Of course, all of this is purely hypothetical right now. It could also be a waste of ink if Trump insists on changing the Iranian regime from the inside out. Over the last 48 hours, Trump has given a slew of interviews pontificating about who Khamenei’s replacement might be and demanding that he personally sign off on the next candidate. (In the end, the Iranians did not consult him and installed Khamenei’s son, Mojtaba.) If this feels like the very regime change he lambasted during his previous presidential campaigns, that’s because it is. What Trump seems to be after is not merely degrading Iran’s ballistic missile stockpile, preventing Iran from acquiring a nuclear weapon, or wiping out Tehran’s ability to project power against its neighbors, but a wholesale transformation of the Iranian government and a complete 180-degree shift in Iranian foreign policy. To think the regime would cater to these demands even as it’s under military pressure is delusional. The first, second, and third priority of the regime is to keep itself in power, and bowing to Trump’s diktats would bring the exact opposite result.
The question, then, becomes what a potential negotiated deal could look like. Some of the Trump administration’s demands—Iran can never have a nuclear weapon—are reasonable and in keeping with longstanding U.S. policy. Others, like Iran being essentially gutted of its defense capabilities, cutting all ties with its proxy networks in the Middle East and agreeing to become the Persian Gulf’s version of post-Maduro Venezuela are obviously desirable but unrealistic given Tehran’s own objectives.
We also need to ask whether Tehran would be responsive to more diplomacy with Trump. Casual observers who see Iranian military bases, government buildings, and mobile missile launchers getting blown up on the news may scoff at this question. But we need to remember that Iran has been burned by Trump at least three times before. The first time was in May 2018, when Trump withdrew Washington from the 2015 nuclear deal. The second was last June, when Trump permitted Israel to begin a 12-day bombing campaign against Iran despite having scheduled the sixth round of nuclear negotiations with Iranian officials days later. The third was last week, when the Trump administration chose to unleash a second, more comprehensive air campaign only days after U.S. and Iranian negotiators met in Oman for talks, which Iran’s Foreign Minister, Abbas Araghchi, called serious. Given this track record, the regime will view any outreach by the White House as suspect.
Last June, Trump essentially made Israel swallow a ceasefire. The U.S. objectives back then were straightforward and easily explained to the American public: destroy, or at least heavily damage, Iran’s three major nuclear facilities.
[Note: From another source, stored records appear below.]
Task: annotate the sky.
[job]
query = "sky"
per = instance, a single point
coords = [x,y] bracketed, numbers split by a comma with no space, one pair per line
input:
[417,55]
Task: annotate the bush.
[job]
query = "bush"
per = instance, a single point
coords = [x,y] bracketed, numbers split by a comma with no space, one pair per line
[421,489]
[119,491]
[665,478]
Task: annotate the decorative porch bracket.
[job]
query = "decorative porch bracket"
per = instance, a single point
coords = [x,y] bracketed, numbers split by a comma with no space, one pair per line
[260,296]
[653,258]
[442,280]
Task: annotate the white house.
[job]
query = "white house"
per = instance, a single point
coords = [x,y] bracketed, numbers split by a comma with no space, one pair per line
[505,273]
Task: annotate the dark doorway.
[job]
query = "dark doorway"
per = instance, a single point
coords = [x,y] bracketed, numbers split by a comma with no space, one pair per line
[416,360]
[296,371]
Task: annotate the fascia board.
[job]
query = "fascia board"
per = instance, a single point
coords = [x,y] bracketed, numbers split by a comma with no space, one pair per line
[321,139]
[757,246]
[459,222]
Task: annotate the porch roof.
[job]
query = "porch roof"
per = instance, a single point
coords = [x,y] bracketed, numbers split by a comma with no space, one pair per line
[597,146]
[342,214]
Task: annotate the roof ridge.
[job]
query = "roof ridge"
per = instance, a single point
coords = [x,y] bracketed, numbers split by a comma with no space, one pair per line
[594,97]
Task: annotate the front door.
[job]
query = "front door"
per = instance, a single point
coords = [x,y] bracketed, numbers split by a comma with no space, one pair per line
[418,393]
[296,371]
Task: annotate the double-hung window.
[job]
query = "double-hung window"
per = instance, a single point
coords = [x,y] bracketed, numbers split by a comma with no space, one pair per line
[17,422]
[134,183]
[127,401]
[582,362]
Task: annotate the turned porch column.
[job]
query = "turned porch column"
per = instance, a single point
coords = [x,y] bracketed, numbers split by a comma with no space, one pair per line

Once that goal was met, Trump declared victory, patted himself on the back for a job well done, and pressured Israel’s Prime Minister Benjamin Netanyahu to stop his own airstrikes.
Today, the situation is markedly different. U.S. objectives are wishy-washy and change by the hour; rumors of U.S. ground troops deploying into Iran are beginning to percolate; and Trump appears to want to end the Iranian problem once and for all. If this is the case, then there’s no off-ramp to consider.